A Novel Theoretical Analysis for Clustering Heteroscedastic Gaussian Data without Knowledge of the Number of Clusters

This paper addresses the problem of clustering measurement vectors that are heteroscedastic in that they can have different covariance matrices. From the assumption that the measurement vectors within a given cluster are Gaussian distributed with possibly different and unknown covariant matrices around the cluster centroid, we introduce a novel cost function to estimate the centroids. The zeros of the gradient of this cost function turn out to be the fixed-points of a certain function. As such, the approach generalizes the methodology employed to derive the existing Mean-Shift algorithm. But as a main and novel theoretical result compared to Mean-Shift, this paper shows that the sole fixed-points of the identified function tend to be the cluster centroids if both the number of measurements per cluster and the distances between centroids are large enough. As a second contribution, this paper introduces the Wald kernel for clustering. This kernel is defined as the p-value of the Wald hypothesis test for testing the mean of a Gaussian. As such, the Wald kernel measures the plausibility that a measurement vector belongs to a given cluster and it scales better with the dimension of the measurement vectors than the usual Gaussian kernel. Finally, the proposed theoretical framework allows us to derive a new clustering algorithm called CENTRE-X that works by estimating the fixed-points of the identified function. As Mean-Shift, CENTRE-X requires no prior knowledge of the number of clusters. It relies on a Wald hypothesis test to significantly reduce the number of fixed points to calculate compared to the Mean-Shift algorithm, thus resulting in a clear gain in complexity. Simulation results on synthetic and real data sets show that CENTRE-X has comparable or better performance than standard clustering algorithms K-means and Mean-Shift, even when the covariance matrices are not perfectly known.
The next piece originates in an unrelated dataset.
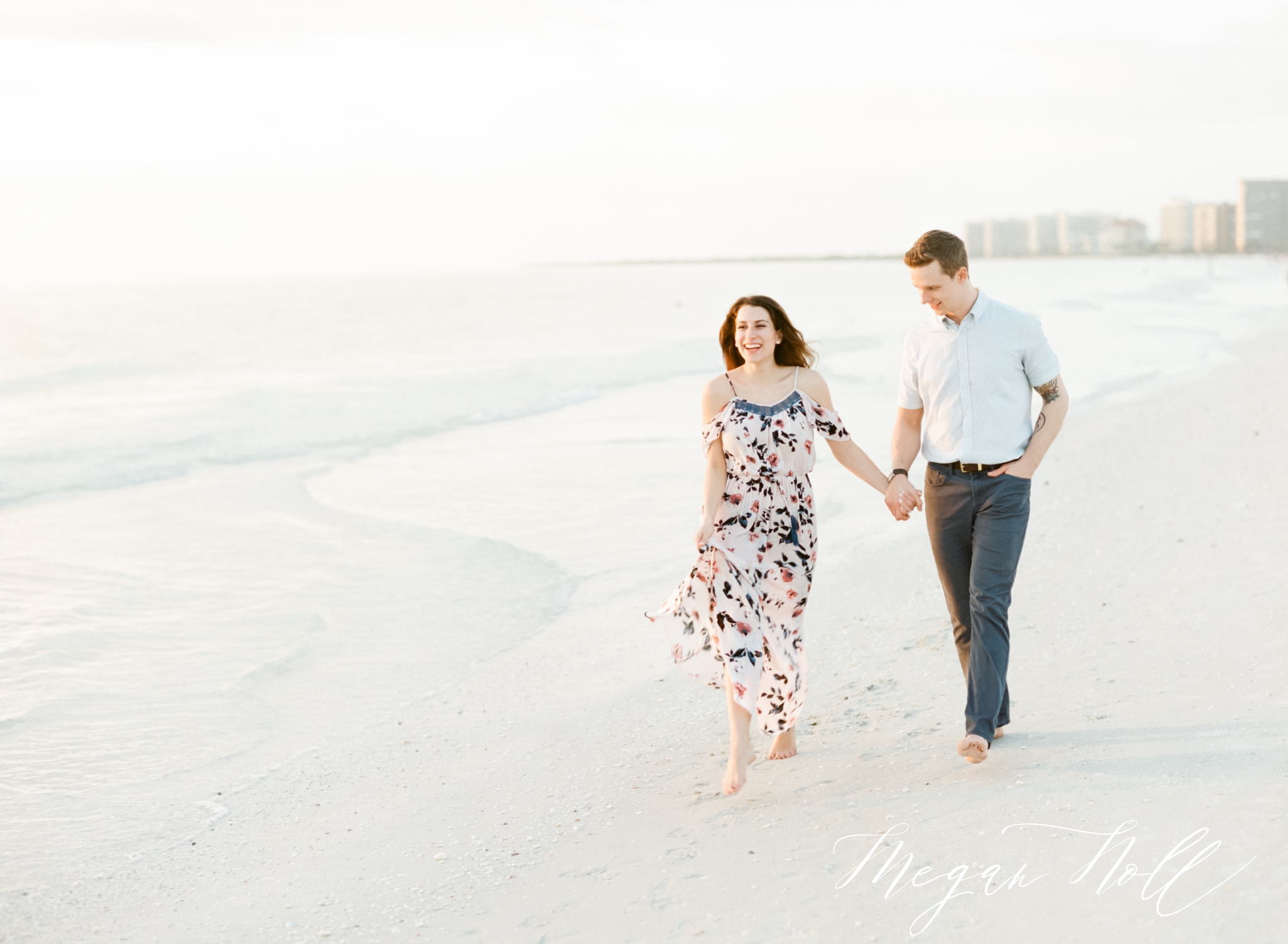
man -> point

翻译：本文针对具有不同协方差矩阵的异方差测量向量聚类问题展开研究。基于给定簇内测量向量服从高斯分布（其簇质心周围可能存在未知且不同的协方差矩阵）的假设，我们提出一种新型代价函数用于估计质心。该代价函数梯度的零解恰好是某函数的固定点。因此，本方法推广了现有均值漂移算法的推导方法论。但与均值漂移相比，本文的核心创新理论成果表明：当每个簇的测量数及质心间距离均足够大时，所识别函数的唯一固定点趋于簇质心。作为第二项贡献，本文提出用于聚类的瓦尔德核函数。该核定义为检验高斯分布均值的瓦尔德假设检验的p值，因此可度量测量向量归属于给定簇的合理性，且相较于常规高斯核具有更好的维度扩展性。最终，基于所提理论框架，我们推导出名为CENTRE-X的新型聚类算法，该算法通过估计识别函数的固定点实现聚类。与均值漂移类似，CENTRE-X无需预先知晓聚类数。其通过瓦尔德假设检验显著减少需计算的固定点数量，从而在复杂度上相较于均值漂移算法实现明显增益。合成数据集与真实数据集的仿真结果表明，即使协方差矩阵非完全已知，CENTRE-X仍具备与K-means、均值漂移等标准聚类算法相当或更优的性能。